Certain limitations merit consideration. First, most BP-I and BP-NOS youths were medicated, which prevented us from comparing unmedicated BP-I and BP-NOS youth to HC. However, prior work suggests that medications may reduce group differences in activation.40
Second, there was no emotion labeling task to account for the possible deficits in emotion labeling in BP-I youth, given recent findings suggesting emotional face processing deficits in BP-I youth.41, 42
However, gender-labeling accuracy scores, which were included as covariates in the analyses, suggest that all youth attended to the stimuli equally well. Nevertheless, future studies should include an emotion labeling task either inside or outside of the scanner to investigate this issue further. Third, our sample size precluded the testing of a full group by emotion condition by hemisphere interaction. As such, PPI analyses were performed for each emotional face versus fixation separately. The valence specific group differences argue against a general face processing explanation of the functional connectivity analyses. Fourth, although differences in mood state between BP-I and BP-NOS could have impacted results, we did not find any significant group differences on mania or depression scores from interviews conducted at the time of the scan. However, high depression scores were positively correlated with VMPFC-DLPFC coupling in BP-NOS only suggesting that mood may have a differential role on emotion processing and regulation in this group and is an issue that requires further examinations.

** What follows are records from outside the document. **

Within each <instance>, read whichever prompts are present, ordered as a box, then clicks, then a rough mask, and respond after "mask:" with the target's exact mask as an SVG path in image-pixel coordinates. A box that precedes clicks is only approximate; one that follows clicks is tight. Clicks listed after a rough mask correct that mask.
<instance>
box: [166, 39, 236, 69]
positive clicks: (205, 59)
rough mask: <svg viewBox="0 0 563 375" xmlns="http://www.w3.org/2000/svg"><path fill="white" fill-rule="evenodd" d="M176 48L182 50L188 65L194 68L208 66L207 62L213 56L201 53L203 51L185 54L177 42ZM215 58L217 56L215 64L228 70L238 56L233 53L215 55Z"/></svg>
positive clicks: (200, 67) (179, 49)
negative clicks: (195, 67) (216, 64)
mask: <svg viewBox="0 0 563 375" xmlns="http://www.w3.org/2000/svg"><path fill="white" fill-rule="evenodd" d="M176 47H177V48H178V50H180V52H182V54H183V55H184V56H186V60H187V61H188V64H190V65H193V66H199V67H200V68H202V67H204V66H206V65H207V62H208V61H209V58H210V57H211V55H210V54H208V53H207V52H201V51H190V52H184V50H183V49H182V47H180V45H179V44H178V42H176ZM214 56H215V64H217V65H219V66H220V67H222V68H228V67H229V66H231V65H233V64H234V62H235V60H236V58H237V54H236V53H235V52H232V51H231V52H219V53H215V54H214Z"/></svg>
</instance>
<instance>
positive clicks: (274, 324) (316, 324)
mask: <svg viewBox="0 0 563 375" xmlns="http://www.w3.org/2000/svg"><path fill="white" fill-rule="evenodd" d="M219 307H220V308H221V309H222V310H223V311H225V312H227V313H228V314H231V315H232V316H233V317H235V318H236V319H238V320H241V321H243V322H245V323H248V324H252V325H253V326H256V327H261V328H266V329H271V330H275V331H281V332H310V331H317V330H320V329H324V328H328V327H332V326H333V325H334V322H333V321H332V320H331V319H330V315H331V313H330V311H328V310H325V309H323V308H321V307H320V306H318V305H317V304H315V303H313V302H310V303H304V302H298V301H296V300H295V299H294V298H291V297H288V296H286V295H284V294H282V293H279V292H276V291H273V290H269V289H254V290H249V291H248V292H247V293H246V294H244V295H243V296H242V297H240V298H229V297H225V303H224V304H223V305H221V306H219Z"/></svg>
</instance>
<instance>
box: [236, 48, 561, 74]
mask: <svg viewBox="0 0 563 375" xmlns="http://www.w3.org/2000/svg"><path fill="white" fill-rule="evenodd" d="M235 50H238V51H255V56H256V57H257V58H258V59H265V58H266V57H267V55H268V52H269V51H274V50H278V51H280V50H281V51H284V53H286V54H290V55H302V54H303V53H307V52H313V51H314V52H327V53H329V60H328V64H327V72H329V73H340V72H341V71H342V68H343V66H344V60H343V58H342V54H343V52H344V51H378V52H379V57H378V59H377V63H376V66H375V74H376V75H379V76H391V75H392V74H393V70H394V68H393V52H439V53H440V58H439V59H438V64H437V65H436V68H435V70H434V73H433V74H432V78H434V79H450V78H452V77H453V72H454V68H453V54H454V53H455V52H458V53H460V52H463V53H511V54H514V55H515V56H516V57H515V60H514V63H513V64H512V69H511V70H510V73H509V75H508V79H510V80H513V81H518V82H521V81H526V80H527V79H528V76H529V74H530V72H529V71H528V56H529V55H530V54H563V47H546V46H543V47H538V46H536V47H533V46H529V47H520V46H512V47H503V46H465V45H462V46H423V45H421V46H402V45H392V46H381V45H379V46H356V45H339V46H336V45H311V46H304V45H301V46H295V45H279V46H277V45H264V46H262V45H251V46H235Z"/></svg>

This is the first study to demonstrate differential patterns of abnormal activity in, and connectivity between, amygdala-prefrontal cortical regions supporting emotion processing and regulation in youth with BP-I and BP-NOS versus HC. Our findings indicate that BP-I youth exhibit greater activation in corticolimbic regions to happy faces, reduced DLPFC activation to fearful faces, and prefrontal-amygdala disconnectivity to fearful faces, versus HC. BP-NOS youth, however, did not differ from HC when processing happy or fearful faces. Rather, they exhibited, compared to HC, reduced prefrontal activation to neutral faces along with greater VMPFC-DLPFC coupling to happy faces, which was positively associated with depressive symptoms. These differential patterns in BP-I and BP-NOS youth suggest that BP-NOS youth do not exhibit elevated reactivity to positive emotional stimuli versus HC perhaps because of greater prefrontal connectivity enabling them to modulate attention in such contexts. Future longitudinal studies are warranted to examine whether these differential patterns of abnormal activity and connectivity predict future onset of BP-I/II in BP-NOS youth.